Pubs performing better than wider foodservice market

By Nikkie Sutton

- Last updated on GMT

Falling numbers: the decline in pub visits was driven by a drop in people going to independent venues
Falling numbers: the decline in pub visits was driven by a drop in people going to independent venues
More people are visiting pubs than other businesses in the foodservice sector, new research has revealed.

Data from the NPD Group’s Pub Tracker uncovered that while pub visits continue to decline, this number was marginally better than the number of total out-of-home visits – 0.3% and 0.4% respectively to the year ending September 2018.

Consumers visiting pubs during the week also fell by 0.3%, and it was the same for weekend visits.

NPD Group insights director Dominic Allport said: “Pub visits continued to decline in the year ending September 2018 with recent ONS data showing continued pub closures​, however, in the most recent quarter we have seen visit growth, with pubs performing slightly better than the wider foodservice market.

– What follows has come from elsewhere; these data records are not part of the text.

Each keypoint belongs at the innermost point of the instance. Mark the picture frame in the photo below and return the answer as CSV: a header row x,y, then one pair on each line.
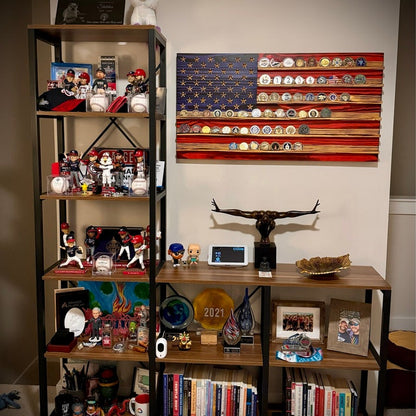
x,y
351,316
294,317
59,70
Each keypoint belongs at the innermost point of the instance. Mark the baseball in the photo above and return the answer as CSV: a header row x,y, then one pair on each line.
x,y
98,103
139,186
59,185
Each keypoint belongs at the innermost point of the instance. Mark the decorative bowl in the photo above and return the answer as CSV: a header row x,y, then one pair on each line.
x,y
323,267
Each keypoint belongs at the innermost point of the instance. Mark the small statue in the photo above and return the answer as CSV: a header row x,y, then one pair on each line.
x,y
71,252
194,250
84,87
69,86
130,85
96,322
106,166
100,84
139,83
184,341
118,169
125,238
265,220
73,163
176,251
94,171
231,331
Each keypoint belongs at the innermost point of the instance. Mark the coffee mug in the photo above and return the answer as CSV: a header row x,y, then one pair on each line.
x,y
139,405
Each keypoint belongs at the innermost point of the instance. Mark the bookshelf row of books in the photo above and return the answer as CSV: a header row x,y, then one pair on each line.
x,y
309,393
204,390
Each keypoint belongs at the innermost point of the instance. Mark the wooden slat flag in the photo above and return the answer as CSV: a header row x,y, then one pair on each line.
x,y
323,107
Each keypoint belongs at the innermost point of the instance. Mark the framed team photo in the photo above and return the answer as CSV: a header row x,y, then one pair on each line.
x,y
297,317
349,327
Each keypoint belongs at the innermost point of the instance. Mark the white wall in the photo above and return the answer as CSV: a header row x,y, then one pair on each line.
x,y
354,196
401,263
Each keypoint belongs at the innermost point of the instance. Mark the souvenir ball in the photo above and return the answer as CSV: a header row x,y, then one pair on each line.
x,y
59,185
139,103
139,186
98,103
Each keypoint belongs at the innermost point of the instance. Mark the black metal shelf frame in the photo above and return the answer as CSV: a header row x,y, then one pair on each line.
x,y
157,201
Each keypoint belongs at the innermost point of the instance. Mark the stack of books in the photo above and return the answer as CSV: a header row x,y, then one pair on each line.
x,y
309,393
203,390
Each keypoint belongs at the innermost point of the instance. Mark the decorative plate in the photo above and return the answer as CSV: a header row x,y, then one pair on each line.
x,y
323,267
176,312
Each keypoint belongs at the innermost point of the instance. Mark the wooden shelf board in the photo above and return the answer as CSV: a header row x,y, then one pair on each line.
x,y
250,355
79,197
99,353
285,275
331,359
96,33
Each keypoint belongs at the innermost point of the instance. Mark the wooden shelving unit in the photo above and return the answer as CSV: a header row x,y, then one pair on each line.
x,y
360,278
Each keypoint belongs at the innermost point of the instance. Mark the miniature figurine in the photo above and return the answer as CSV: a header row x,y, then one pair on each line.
x,y
194,250
125,238
144,316
139,247
184,341
139,169
94,171
65,233
106,165
92,235
96,325
73,162
265,220
84,87
264,265
130,85
176,251
100,84
93,409
69,86
71,252
118,169
139,83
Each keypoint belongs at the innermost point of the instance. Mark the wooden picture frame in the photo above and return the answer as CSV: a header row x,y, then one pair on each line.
x,y
349,315
289,317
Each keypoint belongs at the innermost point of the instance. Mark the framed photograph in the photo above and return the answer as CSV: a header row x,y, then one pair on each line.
x,y
349,327
109,12
295,317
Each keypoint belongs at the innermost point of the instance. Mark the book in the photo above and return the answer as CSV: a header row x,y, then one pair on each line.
x,y
344,396
310,379
174,373
328,395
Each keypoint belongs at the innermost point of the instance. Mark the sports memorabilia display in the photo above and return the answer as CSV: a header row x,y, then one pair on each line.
x,y
300,106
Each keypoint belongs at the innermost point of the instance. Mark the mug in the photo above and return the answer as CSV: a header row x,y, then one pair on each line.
x,y
139,405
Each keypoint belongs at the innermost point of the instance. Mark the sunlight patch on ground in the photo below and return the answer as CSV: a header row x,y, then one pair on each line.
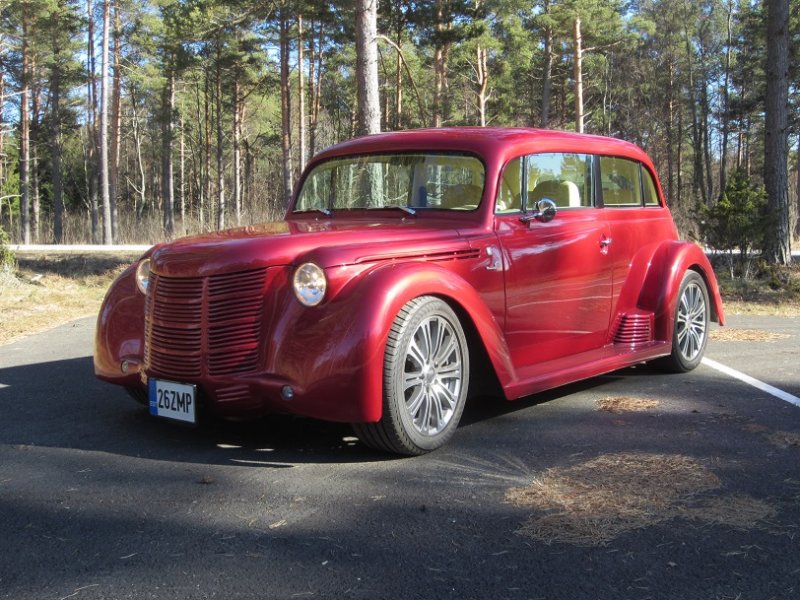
x,y
620,404
592,503
729,334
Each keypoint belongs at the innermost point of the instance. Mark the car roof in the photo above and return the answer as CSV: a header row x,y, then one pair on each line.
x,y
496,142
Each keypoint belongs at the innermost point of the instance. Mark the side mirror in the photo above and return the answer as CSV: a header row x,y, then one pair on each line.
x,y
544,210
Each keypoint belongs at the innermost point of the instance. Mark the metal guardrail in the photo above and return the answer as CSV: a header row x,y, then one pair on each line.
x,y
76,249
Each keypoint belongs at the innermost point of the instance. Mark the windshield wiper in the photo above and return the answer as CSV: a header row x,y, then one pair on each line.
x,y
402,207
325,211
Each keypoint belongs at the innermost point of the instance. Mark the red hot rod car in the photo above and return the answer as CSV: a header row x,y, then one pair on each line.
x,y
410,266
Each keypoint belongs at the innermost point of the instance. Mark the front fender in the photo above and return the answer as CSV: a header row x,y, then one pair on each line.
x,y
119,335
335,352
659,293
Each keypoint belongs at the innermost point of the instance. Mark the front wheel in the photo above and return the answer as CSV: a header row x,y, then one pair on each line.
x,y
690,329
425,380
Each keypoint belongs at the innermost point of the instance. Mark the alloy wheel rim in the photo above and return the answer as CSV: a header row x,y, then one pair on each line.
x,y
691,322
432,375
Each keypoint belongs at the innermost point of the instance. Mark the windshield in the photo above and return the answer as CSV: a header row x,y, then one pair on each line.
x,y
409,181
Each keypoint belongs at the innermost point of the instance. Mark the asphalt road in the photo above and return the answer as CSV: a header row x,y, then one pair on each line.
x,y
99,500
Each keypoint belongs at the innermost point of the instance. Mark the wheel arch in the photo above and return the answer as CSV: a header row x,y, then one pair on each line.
x,y
398,284
664,273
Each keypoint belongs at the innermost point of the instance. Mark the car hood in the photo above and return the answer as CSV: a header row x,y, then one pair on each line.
x,y
328,243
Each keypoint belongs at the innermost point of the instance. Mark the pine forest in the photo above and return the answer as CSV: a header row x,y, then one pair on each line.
x,y
133,121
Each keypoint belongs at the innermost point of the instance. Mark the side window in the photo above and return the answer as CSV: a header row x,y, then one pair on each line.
x,y
566,179
650,193
620,182
509,197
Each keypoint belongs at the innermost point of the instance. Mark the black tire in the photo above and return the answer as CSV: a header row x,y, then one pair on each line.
x,y
690,326
138,394
425,380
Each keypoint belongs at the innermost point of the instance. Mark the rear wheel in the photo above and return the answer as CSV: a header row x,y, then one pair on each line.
x,y
690,330
425,380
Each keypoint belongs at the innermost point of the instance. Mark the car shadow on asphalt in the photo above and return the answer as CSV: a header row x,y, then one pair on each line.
x,y
62,404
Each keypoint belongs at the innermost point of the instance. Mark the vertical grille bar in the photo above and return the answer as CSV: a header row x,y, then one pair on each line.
x,y
204,326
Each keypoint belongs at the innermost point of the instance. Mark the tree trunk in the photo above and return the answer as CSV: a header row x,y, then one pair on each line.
x,y
35,138
578,73
440,60
207,151
315,83
669,128
2,135
167,172
220,138
182,174
301,98
91,126
725,121
547,70
483,84
369,107
24,135
116,121
698,188
398,81
286,115
108,237
237,148
55,146
136,130
776,168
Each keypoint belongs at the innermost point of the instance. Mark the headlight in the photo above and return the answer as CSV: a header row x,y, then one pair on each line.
x,y
143,275
309,284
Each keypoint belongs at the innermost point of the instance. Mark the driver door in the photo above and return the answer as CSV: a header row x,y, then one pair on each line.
x,y
558,278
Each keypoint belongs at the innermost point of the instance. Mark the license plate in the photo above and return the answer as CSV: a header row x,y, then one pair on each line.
x,y
172,400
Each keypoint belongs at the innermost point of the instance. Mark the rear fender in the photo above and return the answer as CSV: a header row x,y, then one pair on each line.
x,y
659,292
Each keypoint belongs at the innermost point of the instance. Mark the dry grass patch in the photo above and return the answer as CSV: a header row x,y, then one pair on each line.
x,y
728,334
48,291
784,439
592,503
620,404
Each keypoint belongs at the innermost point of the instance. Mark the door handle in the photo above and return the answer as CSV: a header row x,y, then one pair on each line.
x,y
494,254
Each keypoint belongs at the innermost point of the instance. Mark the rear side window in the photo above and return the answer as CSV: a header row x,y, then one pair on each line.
x,y
650,193
565,178
621,182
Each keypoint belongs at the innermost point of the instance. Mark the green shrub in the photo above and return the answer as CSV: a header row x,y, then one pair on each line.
x,y
736,226
8,262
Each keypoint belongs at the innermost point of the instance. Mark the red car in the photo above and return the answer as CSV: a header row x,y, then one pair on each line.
x,y
411,267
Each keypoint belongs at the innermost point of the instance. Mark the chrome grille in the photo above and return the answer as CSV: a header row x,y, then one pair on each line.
x,y
204,325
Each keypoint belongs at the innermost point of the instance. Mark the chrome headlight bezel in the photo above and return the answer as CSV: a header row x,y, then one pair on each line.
x,y
143,275
310,284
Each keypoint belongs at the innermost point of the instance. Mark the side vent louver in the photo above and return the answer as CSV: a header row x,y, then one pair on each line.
x,y
634,329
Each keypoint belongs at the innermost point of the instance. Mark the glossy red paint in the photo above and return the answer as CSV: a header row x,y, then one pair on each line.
x,y
589,292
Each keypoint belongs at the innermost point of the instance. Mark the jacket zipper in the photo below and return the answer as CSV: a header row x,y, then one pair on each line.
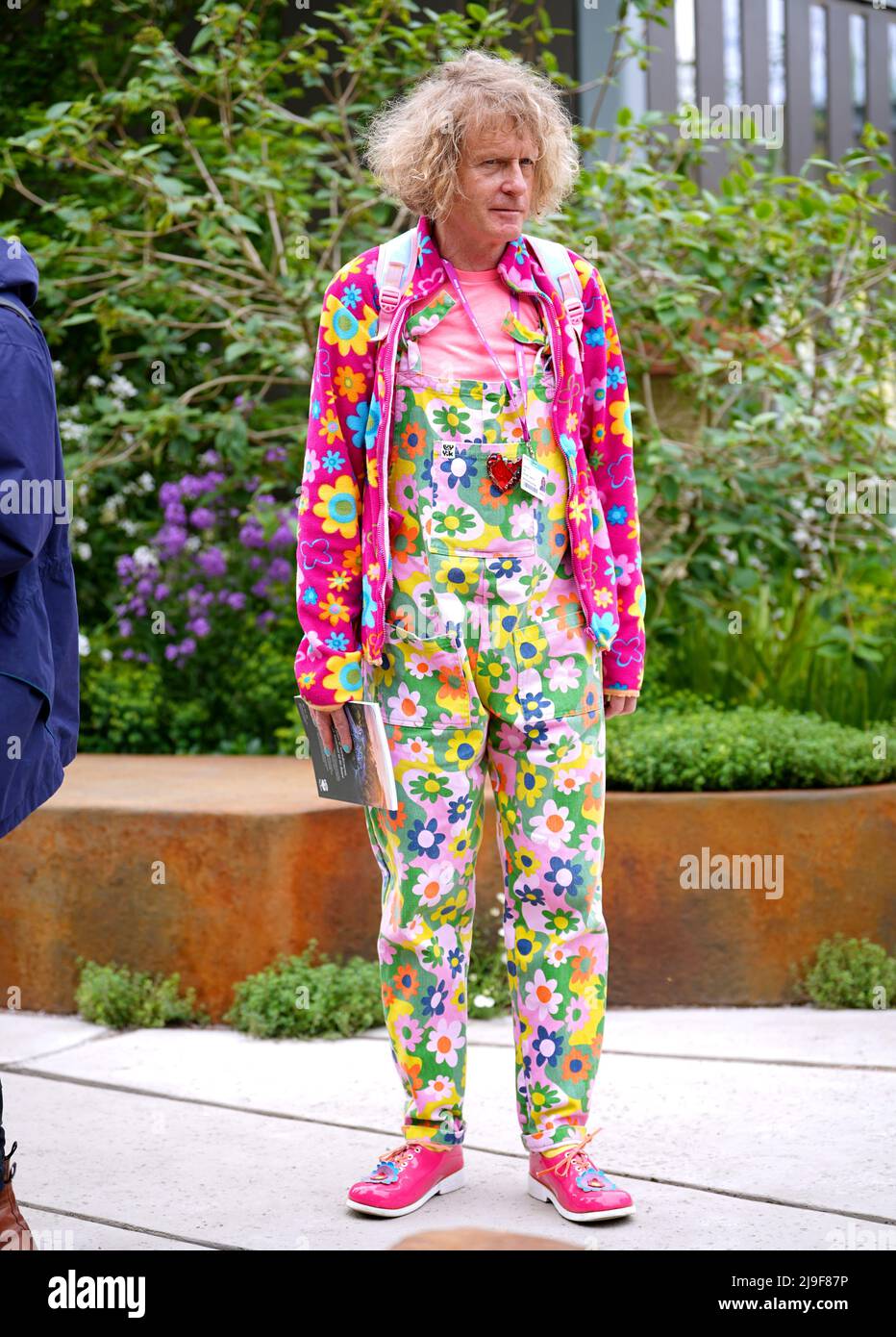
x,y
384,455
550,312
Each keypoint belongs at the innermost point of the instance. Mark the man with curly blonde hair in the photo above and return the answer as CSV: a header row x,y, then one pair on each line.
x,y
469,559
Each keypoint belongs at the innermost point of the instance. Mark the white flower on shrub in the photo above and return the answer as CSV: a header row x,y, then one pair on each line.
x,y
122,388
72,431
144,556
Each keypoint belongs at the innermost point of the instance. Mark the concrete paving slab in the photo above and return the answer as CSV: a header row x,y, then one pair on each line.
x,y
239,1179
55,1233
859,1038
24,1035
814,1137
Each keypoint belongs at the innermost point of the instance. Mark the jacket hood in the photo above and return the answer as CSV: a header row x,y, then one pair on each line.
x,y
17,271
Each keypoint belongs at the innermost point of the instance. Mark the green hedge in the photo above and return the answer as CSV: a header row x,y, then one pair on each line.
x,y
689,744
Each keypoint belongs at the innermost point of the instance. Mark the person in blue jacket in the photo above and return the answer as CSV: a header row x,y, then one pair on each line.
x,y
38,662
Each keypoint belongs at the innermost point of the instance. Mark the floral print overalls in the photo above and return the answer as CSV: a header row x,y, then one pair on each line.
x,y
486,664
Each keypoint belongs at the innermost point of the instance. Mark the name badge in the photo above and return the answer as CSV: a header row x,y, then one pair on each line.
x,y
535,477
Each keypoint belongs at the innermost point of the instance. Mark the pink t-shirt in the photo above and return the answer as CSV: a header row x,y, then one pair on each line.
x,y
454,350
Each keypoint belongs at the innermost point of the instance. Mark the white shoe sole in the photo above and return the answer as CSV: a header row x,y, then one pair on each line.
x,y
542,1194
448,1185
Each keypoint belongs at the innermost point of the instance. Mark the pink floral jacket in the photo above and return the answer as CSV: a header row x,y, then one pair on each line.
x,y
343,559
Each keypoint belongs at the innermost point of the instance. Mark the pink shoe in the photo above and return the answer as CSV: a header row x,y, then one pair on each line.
x,y
576,1186
406,1178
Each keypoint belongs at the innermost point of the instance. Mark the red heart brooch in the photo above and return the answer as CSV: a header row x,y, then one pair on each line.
x,y
502,472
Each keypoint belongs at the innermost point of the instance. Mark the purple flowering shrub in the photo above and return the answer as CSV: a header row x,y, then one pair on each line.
x,y
219,569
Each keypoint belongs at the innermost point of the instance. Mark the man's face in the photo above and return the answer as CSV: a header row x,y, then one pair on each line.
x,y
497,173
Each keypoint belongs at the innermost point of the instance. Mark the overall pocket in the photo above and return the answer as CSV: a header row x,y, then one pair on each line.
x,y
421,682
559,668
470,515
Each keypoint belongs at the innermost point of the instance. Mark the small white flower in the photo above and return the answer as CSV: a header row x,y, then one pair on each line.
x,y
143,556
71,431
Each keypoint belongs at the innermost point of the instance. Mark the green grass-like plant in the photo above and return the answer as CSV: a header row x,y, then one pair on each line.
x,y
847,972
120,997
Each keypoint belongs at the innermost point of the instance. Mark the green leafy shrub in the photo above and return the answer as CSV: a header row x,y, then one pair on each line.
x,y
120,997
487,975
244,708
848,972
309,995
690,747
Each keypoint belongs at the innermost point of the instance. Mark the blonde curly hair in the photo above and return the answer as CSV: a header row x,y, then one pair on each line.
x,y
414,143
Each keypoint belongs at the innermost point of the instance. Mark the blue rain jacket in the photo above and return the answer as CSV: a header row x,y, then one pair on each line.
x,y
38,661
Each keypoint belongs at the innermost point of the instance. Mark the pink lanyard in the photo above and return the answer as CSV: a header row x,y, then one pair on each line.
x,y
518,396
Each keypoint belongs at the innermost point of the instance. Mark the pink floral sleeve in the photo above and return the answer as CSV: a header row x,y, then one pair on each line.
x,y
329,572
608,441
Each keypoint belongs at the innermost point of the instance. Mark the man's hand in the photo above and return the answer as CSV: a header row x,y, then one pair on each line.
x,y
614,705
332,720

“This decline in visits was driven by a significant decrease in visits to independents, which were down by 14.3% to September 2018, while small and large brands continue to increase traffic.”

Traffic decline

He added: “The biggest dayparts for pubs are lunch and dinner, which are both losing traffic in the year to September. Lunch, which accounts for 35.3% of visits, has seen traffic decline by 2.9% while dinner, which accounts for 36.8%, has seen traffic decline by 4%.”

Allport did highlight where the pub market is doing well with adapting to changing consumer preferences. He said: “Despite this, pubs are performing well when it comes to snacking occasions, growing visits by 15.1% for afternoon snacks and 10.2% for late-night snacks.

“Families are a big consumer group for pubs, accounting for 35.7% of total visits and traffic is growing year-on-year by 5.2%, while adult-only occasions declined by 3.1%.

“For the second consecutive quarter, the 18 to 24-year-old demographic is growing visits. This age group has grown in visit terms by 7.7% compared to the year ending September 2017.”

Driving growth

It wasn’t just food that impacted the number of visits to the pub but also a particular drink, which can benefit the morning footfall.

Allport said: “This growth was driven by the summer’s World Cup and heatwave and by the rise in premium gins and craft beer, which are becoming increasingly popular with the younger generation.

“Coffee has been increasing in importance in pubs, growing by 2.2 percentage points in incidence in the past year with many branded chains really pushing their coffee offer with quality suppliers and free refill promotions.

“Pubs have the opportunity to really leverage their coffee offer to grow their breakfast occasions, while keeping in mind that breakfast is a very price sensitive daypart, so it is absolutely essential the value for money proposition is accurate.”